An Assyrian Christian organization has warned that Syria's Assyrian community could face a mass killing and has called on the international community to intervene, after militants from the Islamic State (IS) group abducted Assyrian Christians from villages in Syria's Hasakah Province.
Karam Dola, a member of the Assyrian Democratic Organization in Hasakah Province told Radio Free Iraq reporter Manar Abdulrazzaq on February 24 that militants had overran rural villages populated by Assyrian Christians at dawn on February 23.
"In Tel Hormuz there were not many families, but there were more than 13 people, elderly men, women and children who were kidnapped," Dola said.
According to Dola, up to 90 people from the village of Tel Shamiram are also considered missing.
"They were unable to escape when [the IS group] overran the area at dawn," Dola added.
The British-based group Syrian Observatory for Human Rights (SOHR), which monitors the violence in Syria via a network of contacts, also reported that at least 90 Assyrian Christians had been abducted by militants in Tel Shamiram and Tel Hormuz.
Moreover, SOHR said that 14 Islamic State militants had been killed in U.S.-led air strikes east of the town of Tel Hamis in Hasakah.
Dola said that on February 24, 34 villages on the banks of the Khabur River in Hasakah province had been evacuated and residents moved to Hasakah town or to the town of Qamishli.
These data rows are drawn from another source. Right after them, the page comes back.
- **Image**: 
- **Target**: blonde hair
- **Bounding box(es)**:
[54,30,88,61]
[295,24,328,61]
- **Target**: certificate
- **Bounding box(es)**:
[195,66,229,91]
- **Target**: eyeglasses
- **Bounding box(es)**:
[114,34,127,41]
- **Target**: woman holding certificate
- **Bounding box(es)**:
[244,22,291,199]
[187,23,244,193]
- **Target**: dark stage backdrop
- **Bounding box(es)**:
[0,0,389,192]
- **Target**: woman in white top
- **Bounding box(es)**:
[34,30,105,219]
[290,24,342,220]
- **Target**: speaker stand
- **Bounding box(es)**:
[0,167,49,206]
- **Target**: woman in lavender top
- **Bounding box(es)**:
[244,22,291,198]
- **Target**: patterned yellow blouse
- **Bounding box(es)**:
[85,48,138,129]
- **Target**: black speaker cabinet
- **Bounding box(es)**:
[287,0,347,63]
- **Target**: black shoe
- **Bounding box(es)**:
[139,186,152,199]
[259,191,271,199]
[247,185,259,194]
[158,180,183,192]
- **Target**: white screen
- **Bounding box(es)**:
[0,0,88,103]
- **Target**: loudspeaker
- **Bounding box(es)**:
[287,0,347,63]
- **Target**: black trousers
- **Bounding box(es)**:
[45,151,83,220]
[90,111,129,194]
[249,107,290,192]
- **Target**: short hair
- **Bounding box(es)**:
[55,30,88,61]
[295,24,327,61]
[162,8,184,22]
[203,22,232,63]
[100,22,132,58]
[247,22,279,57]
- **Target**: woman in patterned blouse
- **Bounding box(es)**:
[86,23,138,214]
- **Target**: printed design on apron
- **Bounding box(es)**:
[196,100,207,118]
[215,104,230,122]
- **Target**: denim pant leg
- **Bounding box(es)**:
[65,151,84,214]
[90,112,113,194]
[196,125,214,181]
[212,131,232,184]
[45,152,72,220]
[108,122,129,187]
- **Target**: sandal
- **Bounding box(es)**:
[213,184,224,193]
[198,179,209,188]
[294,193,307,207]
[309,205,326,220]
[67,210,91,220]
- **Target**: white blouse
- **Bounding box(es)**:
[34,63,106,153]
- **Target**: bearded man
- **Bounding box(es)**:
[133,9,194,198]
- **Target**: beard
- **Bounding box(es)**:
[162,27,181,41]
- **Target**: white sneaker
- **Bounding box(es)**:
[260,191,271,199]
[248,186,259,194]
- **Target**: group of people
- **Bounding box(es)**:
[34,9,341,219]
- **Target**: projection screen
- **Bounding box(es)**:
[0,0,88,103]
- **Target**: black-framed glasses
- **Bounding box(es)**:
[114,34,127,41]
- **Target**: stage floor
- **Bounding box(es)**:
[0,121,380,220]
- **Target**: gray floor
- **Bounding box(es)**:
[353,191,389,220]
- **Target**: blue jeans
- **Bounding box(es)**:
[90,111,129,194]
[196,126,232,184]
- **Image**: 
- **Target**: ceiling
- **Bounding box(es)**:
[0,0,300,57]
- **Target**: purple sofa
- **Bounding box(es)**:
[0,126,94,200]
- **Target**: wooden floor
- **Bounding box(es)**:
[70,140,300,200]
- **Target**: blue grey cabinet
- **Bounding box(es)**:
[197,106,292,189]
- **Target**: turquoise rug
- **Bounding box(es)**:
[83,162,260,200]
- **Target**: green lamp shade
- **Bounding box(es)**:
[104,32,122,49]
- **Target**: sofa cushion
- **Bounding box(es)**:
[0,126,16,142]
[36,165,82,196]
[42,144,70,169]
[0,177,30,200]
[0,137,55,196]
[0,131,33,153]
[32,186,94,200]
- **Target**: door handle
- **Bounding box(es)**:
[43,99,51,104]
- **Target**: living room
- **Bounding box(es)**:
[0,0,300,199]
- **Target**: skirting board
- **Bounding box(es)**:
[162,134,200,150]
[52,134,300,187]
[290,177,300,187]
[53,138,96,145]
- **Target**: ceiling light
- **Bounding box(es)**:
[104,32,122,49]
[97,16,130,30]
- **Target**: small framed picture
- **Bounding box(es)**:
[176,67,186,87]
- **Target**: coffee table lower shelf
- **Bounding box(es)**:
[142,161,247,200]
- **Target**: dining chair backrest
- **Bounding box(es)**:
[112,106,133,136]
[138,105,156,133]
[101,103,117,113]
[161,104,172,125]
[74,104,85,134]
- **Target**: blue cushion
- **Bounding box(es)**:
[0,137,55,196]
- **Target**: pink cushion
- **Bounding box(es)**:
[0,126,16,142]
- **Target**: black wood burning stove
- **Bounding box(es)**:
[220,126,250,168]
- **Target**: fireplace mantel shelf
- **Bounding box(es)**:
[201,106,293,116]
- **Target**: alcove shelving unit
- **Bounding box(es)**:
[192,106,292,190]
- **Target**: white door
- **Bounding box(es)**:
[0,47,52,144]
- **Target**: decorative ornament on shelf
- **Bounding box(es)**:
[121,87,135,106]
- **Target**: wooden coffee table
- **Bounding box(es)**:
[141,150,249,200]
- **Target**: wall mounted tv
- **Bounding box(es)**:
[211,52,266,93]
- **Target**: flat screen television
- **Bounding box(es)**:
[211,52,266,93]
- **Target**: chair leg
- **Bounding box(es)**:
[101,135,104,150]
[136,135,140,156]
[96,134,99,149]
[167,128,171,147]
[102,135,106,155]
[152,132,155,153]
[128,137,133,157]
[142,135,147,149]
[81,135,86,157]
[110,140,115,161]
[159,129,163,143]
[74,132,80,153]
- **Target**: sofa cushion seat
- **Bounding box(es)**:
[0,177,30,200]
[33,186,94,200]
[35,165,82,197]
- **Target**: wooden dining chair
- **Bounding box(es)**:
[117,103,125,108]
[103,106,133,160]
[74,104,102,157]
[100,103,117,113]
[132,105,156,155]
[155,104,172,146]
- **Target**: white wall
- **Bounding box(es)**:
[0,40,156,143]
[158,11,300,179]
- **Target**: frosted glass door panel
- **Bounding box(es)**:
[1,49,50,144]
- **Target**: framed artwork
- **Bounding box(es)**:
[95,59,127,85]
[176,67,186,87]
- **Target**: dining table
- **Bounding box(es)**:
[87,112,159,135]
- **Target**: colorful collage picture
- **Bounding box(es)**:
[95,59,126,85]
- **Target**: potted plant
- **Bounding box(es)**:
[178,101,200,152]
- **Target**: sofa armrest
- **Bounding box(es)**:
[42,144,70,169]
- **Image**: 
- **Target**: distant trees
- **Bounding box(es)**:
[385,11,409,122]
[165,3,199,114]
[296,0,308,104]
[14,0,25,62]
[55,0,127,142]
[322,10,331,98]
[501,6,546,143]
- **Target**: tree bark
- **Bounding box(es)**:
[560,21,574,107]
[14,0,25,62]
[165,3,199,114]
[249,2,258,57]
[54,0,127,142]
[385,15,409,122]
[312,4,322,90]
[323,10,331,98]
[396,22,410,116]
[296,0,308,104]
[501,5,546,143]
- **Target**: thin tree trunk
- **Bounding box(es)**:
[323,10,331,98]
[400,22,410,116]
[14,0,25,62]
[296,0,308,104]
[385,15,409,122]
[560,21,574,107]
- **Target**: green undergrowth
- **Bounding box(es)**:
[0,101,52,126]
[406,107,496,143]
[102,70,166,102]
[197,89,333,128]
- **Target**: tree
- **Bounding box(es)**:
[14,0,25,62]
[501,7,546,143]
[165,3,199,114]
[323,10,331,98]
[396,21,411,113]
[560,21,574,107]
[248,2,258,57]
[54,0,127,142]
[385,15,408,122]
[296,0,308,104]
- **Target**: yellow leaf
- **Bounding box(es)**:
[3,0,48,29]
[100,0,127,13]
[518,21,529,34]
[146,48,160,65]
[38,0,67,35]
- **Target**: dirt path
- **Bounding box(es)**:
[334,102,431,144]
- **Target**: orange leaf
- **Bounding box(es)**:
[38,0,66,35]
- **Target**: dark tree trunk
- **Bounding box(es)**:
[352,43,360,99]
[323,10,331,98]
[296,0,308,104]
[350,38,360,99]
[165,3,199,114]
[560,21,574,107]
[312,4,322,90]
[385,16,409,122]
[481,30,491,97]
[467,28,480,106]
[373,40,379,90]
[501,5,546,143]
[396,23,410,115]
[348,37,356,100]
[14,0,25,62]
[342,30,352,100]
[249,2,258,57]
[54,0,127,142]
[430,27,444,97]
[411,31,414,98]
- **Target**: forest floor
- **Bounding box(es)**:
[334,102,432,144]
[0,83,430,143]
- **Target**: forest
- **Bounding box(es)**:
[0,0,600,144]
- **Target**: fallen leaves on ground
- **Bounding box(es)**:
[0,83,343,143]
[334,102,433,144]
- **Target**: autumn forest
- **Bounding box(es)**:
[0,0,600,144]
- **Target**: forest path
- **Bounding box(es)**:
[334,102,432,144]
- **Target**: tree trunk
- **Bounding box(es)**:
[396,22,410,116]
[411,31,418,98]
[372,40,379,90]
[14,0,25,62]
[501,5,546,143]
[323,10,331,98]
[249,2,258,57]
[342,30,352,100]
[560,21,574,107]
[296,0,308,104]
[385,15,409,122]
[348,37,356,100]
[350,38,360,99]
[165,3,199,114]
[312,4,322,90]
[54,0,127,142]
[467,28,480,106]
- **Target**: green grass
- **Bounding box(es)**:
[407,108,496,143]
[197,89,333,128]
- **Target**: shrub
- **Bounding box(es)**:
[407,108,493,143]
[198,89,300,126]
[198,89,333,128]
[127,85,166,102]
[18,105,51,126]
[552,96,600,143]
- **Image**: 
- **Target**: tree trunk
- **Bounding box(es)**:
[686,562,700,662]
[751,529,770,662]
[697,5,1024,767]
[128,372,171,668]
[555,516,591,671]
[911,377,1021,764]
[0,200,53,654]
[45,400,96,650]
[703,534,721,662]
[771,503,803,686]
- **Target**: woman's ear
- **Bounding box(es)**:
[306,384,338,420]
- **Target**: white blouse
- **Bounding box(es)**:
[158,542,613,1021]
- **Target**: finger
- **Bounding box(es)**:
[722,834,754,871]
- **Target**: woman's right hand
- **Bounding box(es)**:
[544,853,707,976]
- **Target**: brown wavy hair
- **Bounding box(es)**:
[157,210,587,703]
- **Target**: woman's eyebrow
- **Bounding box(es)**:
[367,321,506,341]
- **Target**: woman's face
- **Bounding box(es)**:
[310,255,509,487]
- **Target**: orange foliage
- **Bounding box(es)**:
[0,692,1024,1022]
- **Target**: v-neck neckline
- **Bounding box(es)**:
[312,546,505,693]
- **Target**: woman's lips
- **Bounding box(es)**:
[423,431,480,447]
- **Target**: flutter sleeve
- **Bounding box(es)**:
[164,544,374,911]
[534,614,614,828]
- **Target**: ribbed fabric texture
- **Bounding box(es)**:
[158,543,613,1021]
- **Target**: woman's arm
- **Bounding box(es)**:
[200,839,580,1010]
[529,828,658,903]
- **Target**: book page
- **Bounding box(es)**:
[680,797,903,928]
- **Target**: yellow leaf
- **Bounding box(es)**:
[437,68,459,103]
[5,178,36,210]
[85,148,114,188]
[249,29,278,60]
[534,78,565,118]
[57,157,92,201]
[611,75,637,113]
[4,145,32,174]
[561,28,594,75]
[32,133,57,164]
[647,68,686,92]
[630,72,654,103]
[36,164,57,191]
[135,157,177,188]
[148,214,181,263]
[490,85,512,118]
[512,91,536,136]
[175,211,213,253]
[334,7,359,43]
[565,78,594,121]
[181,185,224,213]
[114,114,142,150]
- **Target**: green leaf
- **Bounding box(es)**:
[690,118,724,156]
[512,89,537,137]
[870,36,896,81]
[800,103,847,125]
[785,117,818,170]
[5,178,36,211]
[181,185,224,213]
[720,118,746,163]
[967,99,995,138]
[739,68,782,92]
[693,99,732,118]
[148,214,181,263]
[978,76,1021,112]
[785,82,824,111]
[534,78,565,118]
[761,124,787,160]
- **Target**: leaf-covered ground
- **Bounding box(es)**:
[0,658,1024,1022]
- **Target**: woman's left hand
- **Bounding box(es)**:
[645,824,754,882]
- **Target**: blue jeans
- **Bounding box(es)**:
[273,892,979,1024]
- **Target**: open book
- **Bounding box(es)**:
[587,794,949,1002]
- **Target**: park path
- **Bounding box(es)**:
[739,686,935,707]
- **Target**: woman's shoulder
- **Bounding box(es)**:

The Assyrian community in Syria is extremely concerned about the situation, according to Dola, who told Radio Free Iraq that there are about 600 Assyrian families in Hasakah province.
"We in the Assyrian Democratic Organization have sent out a distress call to the international community and to all national forces to immediately intervene and prevent the occurrence of [the] expected massacre," Dola said.
Dola warned that the Assyrian community in Syria is "at risk of extinction."
According to the pro-opposition Step News Agency, the Islamic State group's military commander in Syria, the ethnic Kist Umar Shishani, is leading the offensive in Hasakah. That news, which is plausible based on previous offensives in northern Syria, has not been independently reported on pro-Islamic State Russian-language social media.